“The setting.”
This is always my answer at a book event when someone asks the inevitable question: What comes first when you write a thriller?
Crime writers and their processes are as varied as the stories they tell, and I’ve heard this question answered every sort of way. For some, the characters come first, living and breathing in the author’s head long before a single sentence hits the page.
For others, it’s the quandary—the great what if that their novel seeks to explore. Some writers even begin with the ending, the twist, the puzzle-piece moment that locks everything else into place.
For me, it’s always the landscape. The personality of a town. The feel of the woods.
When I sat down to write The Briars, I knew exactly where the novel would live.
I grew up a stone’s throw from Mt. St. Helens and was raised on stories about the eruption. Like tourists, my family took the winding highway around the mountain to gawk at the ruined north face, but it was the south side that always held my fascination.
The blast was lopsided, shearing the mountain unevenly and leaving the southern face untouched. Pristine. Not a pine tree out of place. That pocket of wilderness at the damp, wild heart of Washington State is lush and unforgiving—the perfect place to set a murder mystery spanning two crimes and vast miles of untamed forest.
Next, it was time to choose a protagonist who could bring the setting to life. I wanted a character who would not just exist in this landscape, but thrive in it. Wrestle with it. Stand up to it when the time came.
I learned while writing my debut, Middletide, that the forest is a wonderful accomplice to murder—hiding evidence, isolating characters, and creating false leads—but I had yet to write a protagonist who was truly up to the task when the wilderness itself became the antagonist.
One of the great challenges in novel writing is to create characters who break molds without becoming clichés. This is tricky in any genre, but particularly in crime fiction. Crimes need solving, so crime novels need investigators. Murder mysteries would have no ending if no one stepped up to solve the murder, but because of that necessity, the same familiar faces seem to appear over and over on the page.
You know the roster. The quirky small-town sheriff. The jaded city cop. The no-nonsense female investigator. The smooth, lone-wolf detective. A few chapters in, they settle comfortably into their tropes. And, don’t get me wrong, I love a quirky small-town sheriff, but in writing The Briars, I felt it was time to toss a new hat into the ring.
Enter the game warden.
While I can name a handful of authors who have explored this profession in their stories, the game warden remains—if you’ll forgive me—a criminally underused protagonist. It’s an unusual profession, perched at the crossroads of wilderness skill and law enforcement, a job that requires empathy, courage, and a level head, but also the ability to read people and pick up on subtle deception—fertile ground for characterization, to say the least.
I’ll admit, I knew almost nothing about the daily duties of a game warden when I started writing, only that the job seemed to attract a specific sort of individual—someone at ease with silence and solitude, yet unafraid of confrontation when pushed. With that rough template, I began shaping Annie Heston, the main character of The Briars. And as the research piled up in a separate Word document, she began shaping the novel right back.
As the story grew roots and the word count ticked higher, Annie became a bridge. She stepped in to occupy the liminal space between the law and the wilderness: a sworn officer whose jurisdiction begins where the pavement ends.

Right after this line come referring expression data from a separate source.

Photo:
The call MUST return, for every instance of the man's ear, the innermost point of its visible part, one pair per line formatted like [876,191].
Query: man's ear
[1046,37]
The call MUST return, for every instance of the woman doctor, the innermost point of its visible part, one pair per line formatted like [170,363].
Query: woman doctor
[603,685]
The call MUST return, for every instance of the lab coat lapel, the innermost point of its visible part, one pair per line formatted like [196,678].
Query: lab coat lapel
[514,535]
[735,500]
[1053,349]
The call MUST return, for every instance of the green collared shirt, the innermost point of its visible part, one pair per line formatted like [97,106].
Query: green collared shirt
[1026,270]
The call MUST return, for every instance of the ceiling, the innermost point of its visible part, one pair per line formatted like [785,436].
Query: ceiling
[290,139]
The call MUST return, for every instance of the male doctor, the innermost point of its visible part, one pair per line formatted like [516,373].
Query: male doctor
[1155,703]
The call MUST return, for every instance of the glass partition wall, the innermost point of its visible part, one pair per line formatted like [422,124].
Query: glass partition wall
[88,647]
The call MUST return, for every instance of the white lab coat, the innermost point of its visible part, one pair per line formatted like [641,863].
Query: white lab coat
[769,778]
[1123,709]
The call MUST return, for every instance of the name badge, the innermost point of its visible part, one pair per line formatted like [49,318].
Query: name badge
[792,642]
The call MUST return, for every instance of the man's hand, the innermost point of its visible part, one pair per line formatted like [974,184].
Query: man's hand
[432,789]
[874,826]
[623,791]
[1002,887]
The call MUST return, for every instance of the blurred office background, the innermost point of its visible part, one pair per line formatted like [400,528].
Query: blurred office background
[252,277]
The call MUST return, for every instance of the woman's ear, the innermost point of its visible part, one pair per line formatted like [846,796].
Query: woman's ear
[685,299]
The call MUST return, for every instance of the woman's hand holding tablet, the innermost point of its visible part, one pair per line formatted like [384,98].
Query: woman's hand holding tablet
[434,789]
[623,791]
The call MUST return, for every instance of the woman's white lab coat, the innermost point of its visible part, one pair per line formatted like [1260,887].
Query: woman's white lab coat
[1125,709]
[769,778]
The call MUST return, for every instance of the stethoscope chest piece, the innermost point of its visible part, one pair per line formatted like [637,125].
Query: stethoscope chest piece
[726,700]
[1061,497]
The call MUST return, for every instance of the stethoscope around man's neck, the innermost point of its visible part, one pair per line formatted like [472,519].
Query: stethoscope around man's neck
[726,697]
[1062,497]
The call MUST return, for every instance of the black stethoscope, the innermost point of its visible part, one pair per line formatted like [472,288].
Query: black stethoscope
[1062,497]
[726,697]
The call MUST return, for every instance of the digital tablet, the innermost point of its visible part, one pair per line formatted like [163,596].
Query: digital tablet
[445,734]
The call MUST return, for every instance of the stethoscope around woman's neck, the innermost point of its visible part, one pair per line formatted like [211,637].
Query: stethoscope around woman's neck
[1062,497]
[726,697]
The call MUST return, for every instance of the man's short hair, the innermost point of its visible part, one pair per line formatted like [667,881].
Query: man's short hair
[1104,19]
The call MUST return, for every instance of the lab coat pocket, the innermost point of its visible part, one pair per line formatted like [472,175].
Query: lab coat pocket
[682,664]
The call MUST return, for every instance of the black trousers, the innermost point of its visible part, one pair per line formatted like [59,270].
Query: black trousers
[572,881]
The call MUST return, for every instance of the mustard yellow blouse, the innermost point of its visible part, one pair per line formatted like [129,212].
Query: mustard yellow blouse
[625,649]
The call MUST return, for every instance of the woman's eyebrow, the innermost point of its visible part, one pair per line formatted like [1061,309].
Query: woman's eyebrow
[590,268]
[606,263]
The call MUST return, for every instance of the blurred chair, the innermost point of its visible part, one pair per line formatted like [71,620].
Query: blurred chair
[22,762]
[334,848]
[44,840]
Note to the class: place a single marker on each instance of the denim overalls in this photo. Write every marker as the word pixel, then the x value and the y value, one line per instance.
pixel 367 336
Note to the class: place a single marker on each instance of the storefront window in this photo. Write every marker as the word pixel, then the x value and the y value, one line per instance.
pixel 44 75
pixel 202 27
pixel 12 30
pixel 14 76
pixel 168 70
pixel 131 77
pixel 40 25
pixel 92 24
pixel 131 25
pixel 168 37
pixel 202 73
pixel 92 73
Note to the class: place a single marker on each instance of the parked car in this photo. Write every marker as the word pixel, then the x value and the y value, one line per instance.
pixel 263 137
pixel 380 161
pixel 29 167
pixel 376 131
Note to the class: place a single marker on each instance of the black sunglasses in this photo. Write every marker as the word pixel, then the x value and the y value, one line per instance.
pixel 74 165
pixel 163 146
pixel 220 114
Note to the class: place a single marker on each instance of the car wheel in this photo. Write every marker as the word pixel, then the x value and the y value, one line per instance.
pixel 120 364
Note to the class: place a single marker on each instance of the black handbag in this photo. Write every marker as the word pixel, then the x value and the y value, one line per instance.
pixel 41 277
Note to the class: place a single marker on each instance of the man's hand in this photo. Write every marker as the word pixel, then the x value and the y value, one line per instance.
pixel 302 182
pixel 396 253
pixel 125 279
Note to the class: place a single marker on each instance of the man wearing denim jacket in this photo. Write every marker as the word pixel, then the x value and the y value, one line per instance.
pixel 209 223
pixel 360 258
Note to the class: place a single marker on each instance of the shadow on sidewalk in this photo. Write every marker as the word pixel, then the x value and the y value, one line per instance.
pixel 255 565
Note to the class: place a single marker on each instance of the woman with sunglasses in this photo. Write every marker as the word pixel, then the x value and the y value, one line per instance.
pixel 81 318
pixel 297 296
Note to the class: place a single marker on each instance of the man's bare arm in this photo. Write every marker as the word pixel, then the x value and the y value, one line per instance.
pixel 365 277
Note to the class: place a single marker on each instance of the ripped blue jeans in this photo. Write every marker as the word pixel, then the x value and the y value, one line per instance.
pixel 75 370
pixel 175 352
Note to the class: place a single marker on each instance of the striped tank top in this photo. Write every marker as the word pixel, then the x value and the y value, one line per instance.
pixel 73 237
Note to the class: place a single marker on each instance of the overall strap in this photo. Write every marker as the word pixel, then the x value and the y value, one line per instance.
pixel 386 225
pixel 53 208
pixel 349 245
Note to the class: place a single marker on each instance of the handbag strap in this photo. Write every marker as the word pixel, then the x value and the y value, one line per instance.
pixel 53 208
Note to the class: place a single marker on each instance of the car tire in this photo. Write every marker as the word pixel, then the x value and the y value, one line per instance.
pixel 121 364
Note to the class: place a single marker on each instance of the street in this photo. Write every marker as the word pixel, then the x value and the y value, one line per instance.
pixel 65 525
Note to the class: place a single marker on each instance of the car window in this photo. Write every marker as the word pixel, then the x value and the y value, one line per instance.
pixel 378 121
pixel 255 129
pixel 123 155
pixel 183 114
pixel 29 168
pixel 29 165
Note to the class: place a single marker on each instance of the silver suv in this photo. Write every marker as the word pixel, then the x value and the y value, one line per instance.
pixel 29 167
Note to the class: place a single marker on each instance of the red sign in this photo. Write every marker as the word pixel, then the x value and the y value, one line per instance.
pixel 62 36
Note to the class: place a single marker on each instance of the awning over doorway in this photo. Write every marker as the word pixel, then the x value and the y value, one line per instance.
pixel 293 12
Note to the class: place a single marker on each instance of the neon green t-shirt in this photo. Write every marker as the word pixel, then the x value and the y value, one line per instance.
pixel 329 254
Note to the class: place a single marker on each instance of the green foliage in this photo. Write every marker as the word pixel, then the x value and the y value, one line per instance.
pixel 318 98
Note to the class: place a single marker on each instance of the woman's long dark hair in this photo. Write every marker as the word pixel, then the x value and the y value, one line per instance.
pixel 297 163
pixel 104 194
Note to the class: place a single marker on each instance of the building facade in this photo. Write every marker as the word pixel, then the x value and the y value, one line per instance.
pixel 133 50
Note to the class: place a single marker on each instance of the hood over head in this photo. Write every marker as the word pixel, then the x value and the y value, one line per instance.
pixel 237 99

This duality allowed her to move fluidly between the two worlds—the human system of law that governs the small mountain town of Lake Lumin, and the wild system of nature that rules the dense, piney foothills at its back. A fortunate link, since the crime at the core of the novel is tangled up in both.
When Annie flees her failed marriage in Oregon and arrives in Lake Lumin, she is an outsider in every sense of the word. Her profession keeps her largely in solitude—patrolling the fringes of a community already wary of any who are not their own.
But the imminent danger of a prowling cougar sends her into town to warn citizens of the threat. In doing so, she forms a tentative connection with Daniel, a reclusive carpenter living in an old boathouse on the lake.
The game warden remains—if you’ll forgive me—a criminally underused protagonistAnnie finds purpose in her duties and quiet solace with Daniel, but when the body of a young woman is found in the briars that border his remote property, Annie must draw on her wilderness instincts to track down answers hidden in the wild, while also helping local law enforcement tighten their circle around the suspects in town.
Not quite a cop, not quite a park ranger, Annie has access to everyone and allegiance to no one. This unique role allowed me to flex her moral compass and push her into dangerous territory both geographically and socially, adding layers to the central mystery that would never have existed if I’d relied on conventional investigators alone.
As I wrote, I realized the story wasn’t shaping Annie—Annie was shaping the story. She sent out new shoots, new paths to explore, adding a wonderful sense of discovery to the writing experience and, I hope, to the reading experience as well.
Writing Annie taught me that a crime novel comes alive not just in the mystery it solves, but in the wild places—and wild people—who refuse to fit neatly into any one world.